Output

The CSV output of the analyzer is just a “flattened” version of the Transmission object, which can be found in analyzer/shared/transmission.py.

Warning

Our CSV outputs all use ; as a separator

Some useful terminology when inspecting the tool’s output:

  • Components: base, secret_address, secret_val and transmitted_secret are referred to as the “components” of a transmission. Refer to the paper for a formal definition of what these components are.

  • Requirements: For each gadget and for each component, we provide a list of registers and memory locations that the attacker needs to control in order to exploit it. This means that we can initially consider all registers controlled, and later refine the search by looking at each gadget’s requirements.

  • TFPs: short for “Tainted Function Pointers”, referred to as “dispatch gadgets” in the paper

  • Aliases: During symbolic execution, our memory model creates a new symbolic variable for each symbolic load. If two symbolic loads are bound to alias in memory (e.g. LOAD64[rax] and LOAD32[rax+1]) we create alias constrain for the loaded values.
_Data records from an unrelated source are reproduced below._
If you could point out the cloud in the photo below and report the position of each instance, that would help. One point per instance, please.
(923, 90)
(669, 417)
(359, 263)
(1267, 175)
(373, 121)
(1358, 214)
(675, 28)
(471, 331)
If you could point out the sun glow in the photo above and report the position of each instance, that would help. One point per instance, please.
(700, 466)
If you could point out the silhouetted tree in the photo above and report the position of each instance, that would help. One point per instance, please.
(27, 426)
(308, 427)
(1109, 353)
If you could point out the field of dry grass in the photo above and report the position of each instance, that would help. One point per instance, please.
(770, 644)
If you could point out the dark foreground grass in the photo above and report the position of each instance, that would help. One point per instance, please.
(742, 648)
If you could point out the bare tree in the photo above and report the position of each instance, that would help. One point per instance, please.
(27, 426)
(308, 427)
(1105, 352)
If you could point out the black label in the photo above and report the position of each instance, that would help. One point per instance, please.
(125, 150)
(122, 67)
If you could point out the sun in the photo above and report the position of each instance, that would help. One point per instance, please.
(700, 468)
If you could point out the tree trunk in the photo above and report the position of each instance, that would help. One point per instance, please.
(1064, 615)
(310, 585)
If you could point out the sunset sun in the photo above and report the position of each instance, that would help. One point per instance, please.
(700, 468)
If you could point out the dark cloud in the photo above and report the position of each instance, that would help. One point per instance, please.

  • Constraints: During symbolic execution, we record two types of constraints:

    • “hard” constraints (or simply constraints), generated by CMOVEs and Sign-Extensions. In these cases, we split the state in two and we attach a hard constraint to the child state. These constraints cannot be bypassed.

    • “soft” constraints (or branches), generated by branch instructions. These constraints can be bypassed with speculation.

You can find some example queries in the queries/ folder.

Column List

TODO: Generate a complete description of the columns somewhere.